# Painting Bee Hives



## casper_zip (Apr 16, 2010)

What is a good paint for the outside of beehives ? I want to hear the groups views and info on this. I am sure it will be white.

Thanks,

casper_zip


----------



## mothergoosemagic (Feb 26, 2010)

Sherman Williams Duration. I painted some non-treated wood for a garbage corral with the stuff when it first came out several years ago, and everything is holding up amazingly well despite constant weather.


----------



## peacekeeperapiaries (Jun 23, 2009)

Any good quality exterior latex, 2 coats. I actually do not paint white but use other light colors, easier to identify my equipment as MINE.


----------



## NasalSponge (Jul 22, 2008)

You could go that route...or I go down to the Lowes and check out the "oops" paint shelf. I get $25 exterior paint for 5 bucks a gallon..color is not really an issue although I did pass on the bright pink!!


----------



## Brooklyn (Nov 14, 2009)

sponge,
I was looking for the bright Pink what Lowe's

Brooklyn


----------



## Ted n Ms (Apr 25, 2008)

NasalSponge said:


> You could go that route...or I go down to the Lowes and check out the "oops" paint shelf. I get $25 exterior paint for 5 bucks a gallon..color is not really an issue although I did pass on the bright pink!!


I use kilz primer and then top coat with exterior latex. I bought the pink oops paint at lowes.


----------



## nathan (Jun 10, 2010)

I prefer paint of the paint type. Light colors. Preferably cheap, or free. Check your local recyling center. Lots of times they will have it free for the taking, or almost free. I personally don't like to work with Kilz, but it's tolerable in the open air.


----------



## sqkcrk (Dec 10, 2005)

casper_zip said:


> I am sure it will be white.
> Thanks,
> casper_zip


Go to your local paint supply outlet, hardware or whatever and ask for their "Oops Paint". You might be able to get it for $5.00 per gallon, unless inflation has brought up the price since I last bought any.

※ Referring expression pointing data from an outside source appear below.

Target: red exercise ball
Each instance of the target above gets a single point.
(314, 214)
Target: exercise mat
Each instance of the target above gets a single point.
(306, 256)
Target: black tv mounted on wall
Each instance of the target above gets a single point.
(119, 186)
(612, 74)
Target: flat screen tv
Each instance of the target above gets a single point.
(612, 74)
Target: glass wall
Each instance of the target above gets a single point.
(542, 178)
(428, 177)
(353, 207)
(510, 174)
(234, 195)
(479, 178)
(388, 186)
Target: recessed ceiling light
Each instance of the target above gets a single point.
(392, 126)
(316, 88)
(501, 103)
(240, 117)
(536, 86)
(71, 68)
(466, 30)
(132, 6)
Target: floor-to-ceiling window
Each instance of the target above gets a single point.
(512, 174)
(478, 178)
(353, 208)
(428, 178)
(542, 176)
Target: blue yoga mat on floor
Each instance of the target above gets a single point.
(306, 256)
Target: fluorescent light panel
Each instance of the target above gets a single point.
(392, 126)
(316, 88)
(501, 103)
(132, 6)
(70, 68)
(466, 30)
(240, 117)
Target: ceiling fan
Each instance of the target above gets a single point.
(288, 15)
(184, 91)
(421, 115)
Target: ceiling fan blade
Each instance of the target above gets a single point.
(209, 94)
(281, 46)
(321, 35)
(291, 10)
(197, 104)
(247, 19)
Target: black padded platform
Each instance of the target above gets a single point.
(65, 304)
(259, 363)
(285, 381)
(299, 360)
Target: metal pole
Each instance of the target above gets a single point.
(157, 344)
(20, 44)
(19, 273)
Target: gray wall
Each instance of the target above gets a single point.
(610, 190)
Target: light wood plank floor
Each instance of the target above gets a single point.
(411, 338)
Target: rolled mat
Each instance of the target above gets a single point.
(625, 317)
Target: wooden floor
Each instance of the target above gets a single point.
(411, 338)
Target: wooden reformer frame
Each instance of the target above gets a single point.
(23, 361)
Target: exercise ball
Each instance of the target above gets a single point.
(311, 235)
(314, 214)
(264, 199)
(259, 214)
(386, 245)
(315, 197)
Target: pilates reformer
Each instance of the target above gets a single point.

Get a cpl of gallons or more and an empty five gallon bucket. Dump them all together and there you are. The best paint to paint bee hives. Don't forget the brush.

 You didn't bet on white because of your name, did you?


----------



## rkr (Oct 30, 2008)

mothergoosemagic said:


> Sherman Williams Duration.


+1.... *Awesome* paint, but it's not cheap!! 

Cheap paint/primer has hosed me a couple of times. Other say "any paint will do", not for me thanks . 

Coupled with the oil based primer it is dang near bullet proof:thumbsup: ; and yes mine are white.

RKR


----------



## honeybeekeeper (Mar 3, 2010)

I been going with the natural wood look myself lately! Tung oil is ok, i tried it!! The linseed oil and alil beeswax mixed is ok also but alittle messy! I like the Minwax natural wood for exterior use myself.


----------



## sqkcrk (Dec 10, 2005)

mothergoosemagic said:


> Sherman Williams ...


 I know what you mean, but isn't Mr. Williams' first name Sherwin?  Just checking.


----------



## BeeCurious (Aug 7, 2007)

When I was a kid, I remember hives painted a metallic grey.


----------



## rkr (Oct 30, 2008)

sqkcrk said:


> I know what you mean, but isn't Mr. Williams' first name Sherwin?  .


Sherwin- Sherman
Potatoe- Pototoe (this is a Dan Quail joke........ get it!!)
Tomato- Tomoto

It's all the same right? ......Right?:scratch: 

Fun thing is my wife pointed that exact thing out to me 2 months ago and I had been reading it wrong my whole life!!!! :doh:

Further more I did not catch it when I replied to the post!!!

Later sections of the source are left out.